Varoluşsal Sancılar, Sancılarımız

Çok mu önemliyim yoksa bir hayalet kadar görünmez miyim?

Aslında hayatımızdaki bu koca boşluğu Marion Milner şu şekilde özetliyor:

"Yine hayatımın sıkıcılığı ve vasatlığı hissi, hiçbir işe yaramadığım, lanetli olduğum, beğenilecek biri olmadığım, hiçbir konuda sivrilemediğim, boş bir faydasızlıktan ibaret olduğum hissi..."

Çok soyut ve derin bir konu olduğu için hiçbir şekilde zaman veya mekan kısıtlamasına tabi tutamayız. Düşünsenize belirli bir yaşı bile yok. İki, üç yaşındaki bir çocuk aynanın karşısına geçip yüzünü, ellerini inceliyor. Tam olarak kendisinin nasıl bir varlık olduğunu anlamaya çalışıyor. 21 yaşındaki ben de bunu yapıyorum, 50-60 yaşındaki insanlar dahi bunu yapıyorlar. Bunun bir başlangıcı ve sonunun olmadığına inanıyorum. Neden var olduğumuzu sorgulamanın belirli bir dönemi yok çünkü.

Çok klişe ve basit bir soru, hemen her anda pat diye düşündüğümüz, uygun ortamlarda dile getirdiğimiz şey: Biz kimiz ve neden varız?

Çok uzun yıllardırdan beri süregelen, ne kadar cevaba sahip olursa olsun asla ama asla tek bir tanım üzerinden açıklamasını yapamayacağımız bir soru.
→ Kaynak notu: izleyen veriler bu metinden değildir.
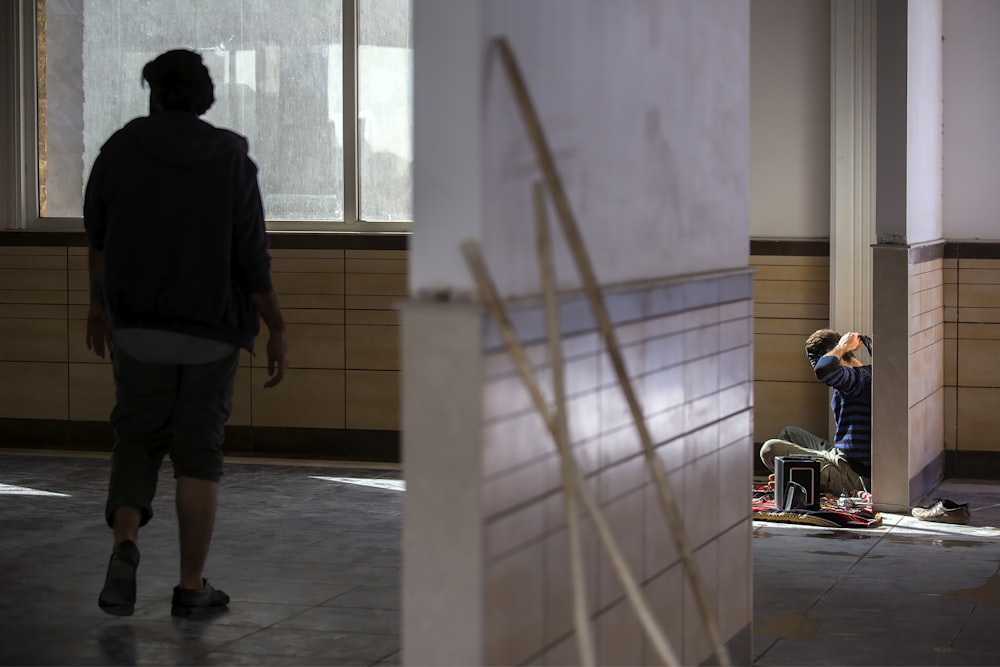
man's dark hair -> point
(180, 81)
(821, 342)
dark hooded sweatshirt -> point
(174, 205)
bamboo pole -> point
(581, 617)
(668, 504)
(633, 592)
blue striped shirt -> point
(852, 407)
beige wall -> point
(509, 596)
(790, 118)
(791, 300)
(343, 331)
(972, 354)
(926, 367)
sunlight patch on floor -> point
(11, 490)
(392, 484)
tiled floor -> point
(312, 565)
(311, 557)
(908, 593)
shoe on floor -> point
(186, 601)
(944, 511)
(118, 595)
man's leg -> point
(772, 449)
(804, 438)
(196, 502)
(203, 405)
(125, 524)
(140, 418)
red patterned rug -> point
(854, 512)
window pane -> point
(385, 109)
(277, 68)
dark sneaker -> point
(118, 595)
(944, 511)
(187, 602)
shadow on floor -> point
(907, 593)
(310, 556)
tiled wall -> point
(343, 332)
(791, 300)
(926, 366)
(972, 353)
(692, 372)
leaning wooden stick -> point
(668, 504)
(581, 617)
(632, 590)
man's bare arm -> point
(277, 342)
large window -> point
(321, 89)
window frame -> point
(29, 148)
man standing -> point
(847, 462)
(179, 280)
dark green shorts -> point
(161, 408)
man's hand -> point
(98, 331)
(850, 341)
(277, 357)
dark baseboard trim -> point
(971, 250)
(314, 443)
(259, 441)
(790, 247)
(971, 465)
(283, 240)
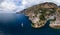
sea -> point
(10, 24)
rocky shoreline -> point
(39, 14)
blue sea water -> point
(10, 24)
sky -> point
(13, 6)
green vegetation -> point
(42, 17)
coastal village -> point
(41, 13)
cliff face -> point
(38, 14)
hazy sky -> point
(13, 6)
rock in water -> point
(39, 14)
(56, 24)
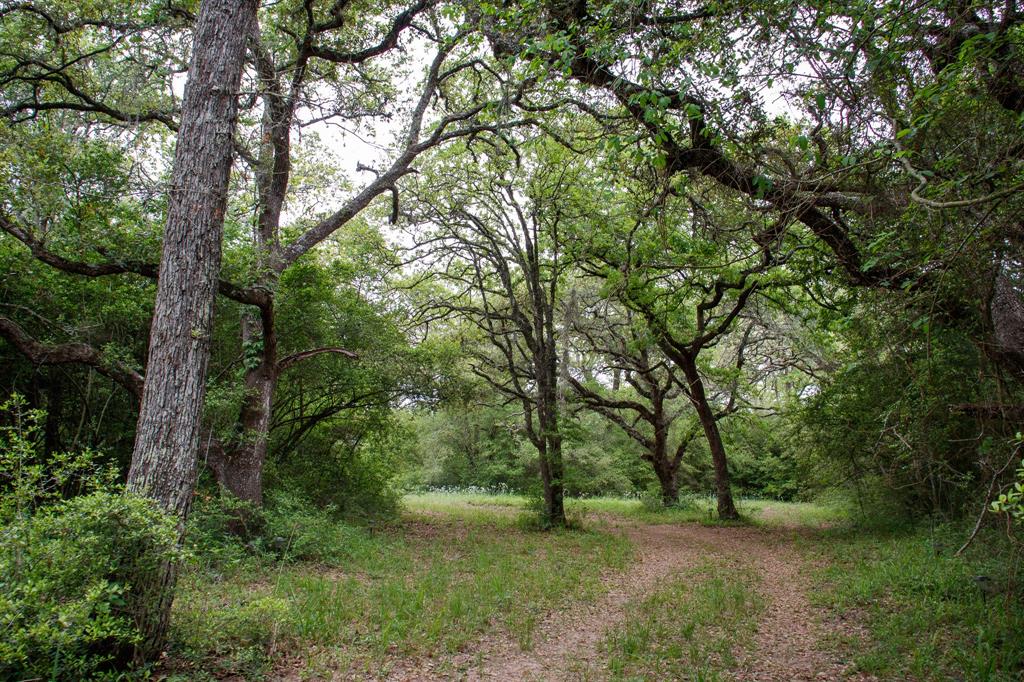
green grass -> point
(690, 509)
(691, 629)
(428, 586)
(926, 616)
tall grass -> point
(426, 587)
(691, 629)
(929, 613)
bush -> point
(66, 584)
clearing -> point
(462, 588)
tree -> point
(299, 53)
(497, 247)
(629, 349)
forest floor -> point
(461, 587)
(576, 642)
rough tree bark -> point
(698, 396)
(165, 460)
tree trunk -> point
(554, 491)
(726, 507)
(668, 479)
(164, 463)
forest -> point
(511, 340)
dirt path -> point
(566, 643)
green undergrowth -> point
(929, 613)
(589, 511)
(427, 585)
(690, 629)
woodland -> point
(521, 340)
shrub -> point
(67, 572)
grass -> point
(691, 629)
(926, 615)
(690, 509)
(425, 587)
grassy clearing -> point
(928, 616)
(690, 509)
(691, 629)
(428, 586)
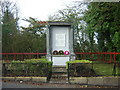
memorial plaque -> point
(60, 40)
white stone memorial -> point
(59, 37)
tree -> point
(9, 24)
(102, 19)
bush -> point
(78, 61)
(29, 67)
(80, 68)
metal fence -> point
(27, 69)
(21, 56)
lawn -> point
(104, 69)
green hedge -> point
(29, 67)
(77, 61)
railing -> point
(20, 56)
(108, 57)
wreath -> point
(61, 52)
(55, 52)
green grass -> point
(104, 68)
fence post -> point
(114, 68)
(3, 70)
(68, 73)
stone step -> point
(58, 81)
(59, 75)
(59, 69)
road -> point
(13, 84)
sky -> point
(40, 9)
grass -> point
(104, 68)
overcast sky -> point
(40, 9)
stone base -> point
(105, 81)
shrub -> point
(78, 61)
(34, 67)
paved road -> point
(44, 85)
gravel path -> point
(10, 84)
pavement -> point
(13, 84)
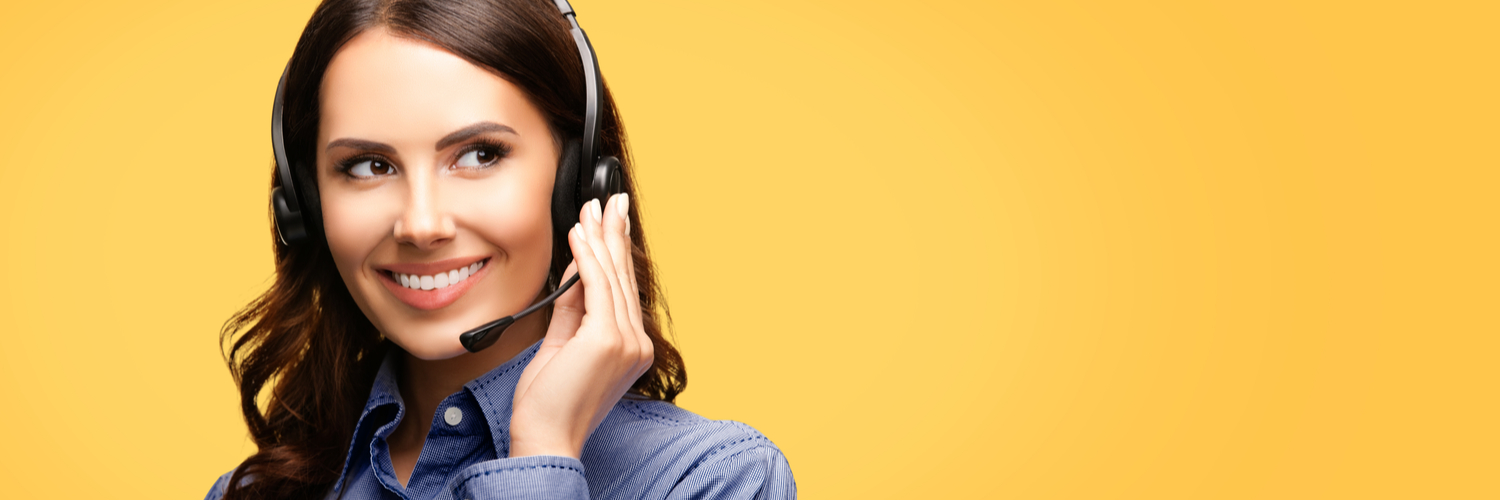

Filozoflardan bilim insanlarına ve daha birçok kategoriye giren insanların düşünceleri tek ve kesin bir cevap oluşturamıyor.

Ben kimim, neden şu anda buradayım ve bu işi yapıyorum, bu evrende tam olarak benim yerim ve görevim ne, çok mu önemliyim yoksa bir hayalet kadar görünmez miyim? Bunu kendime soruyorum ben. Koskocaman, aklımın ve zihnimin ötesinde bir evrenin herhangi bir galaksisinin, şimdilik sadece bu gezegende yaşam olduğuna inanılan, 7.8 milyar insan adı verilen canlının bulunduğu dünyada 206 ülkeden birisinde rastgele bir yaşam sürüyorum sadece. Bu ne kadar önemli bir durum olabilir ki? Ne işe yarıyorum, yerimiz zaten her alanda çabucak doldurulmuyor mu? Bazen bir kalpte, bazen çalıştığın işte, hatta oturduğumuz evde bile.

Ve çok önemsiz olduğumuz bu dünya bu yaşam için her şeyi gereğinden fazla kaygılı yaşıyoruz. En ufak şeyleri bile stres haline getirip şu kısacık hayatı kendimize katlanılmaz hâle getiriyoruz.

Bir amacımızın veya değerimizin olmadığına inandığımız zaman tutunacak bir dalımız kalmıyor ve her kapı umutsuzluğa, karamsarlığa, çözülemeyen, yığınla biriken düşünceler çöplüğüne götürüyor bizi.

Bazı çıkmazlar için sizi etkisi altına alan kötü, olumsuz, düşünce ve olayları evrenin tamamı açısından görebildiğiniz zaman aslında olayın evrende bir tozdan bile farkı olmadığını, sadece sizin zihninizde ne kadar büyük bir sorun olarak yer kapladığını anlayacaksınız. Ve bu saatten sonra umursamazca bir rahatlık gelebilir. Ama bunu da kontrollü bir şekilde yapmamız gerekiyor. Yoksa bu işin sonu da her şeyi boş vermişliğe kadar gidebiliyor. Nereden mi biliyorum :)

Bu durum ömür boyu sürecek ve bizler sürekli çözüm yolları arayıp duracağız ya da pes edip anlamsızlığı kabulleneceğiz.


Asıl ve gerçek anlam ise kendimize değer verdiğimiz zaman hissettiğimiz duygularda olacak.
Sadece kendimizin doldurarak anlam kazandırabileceği kocaman bir boşluğun içinde yaşıyoruz.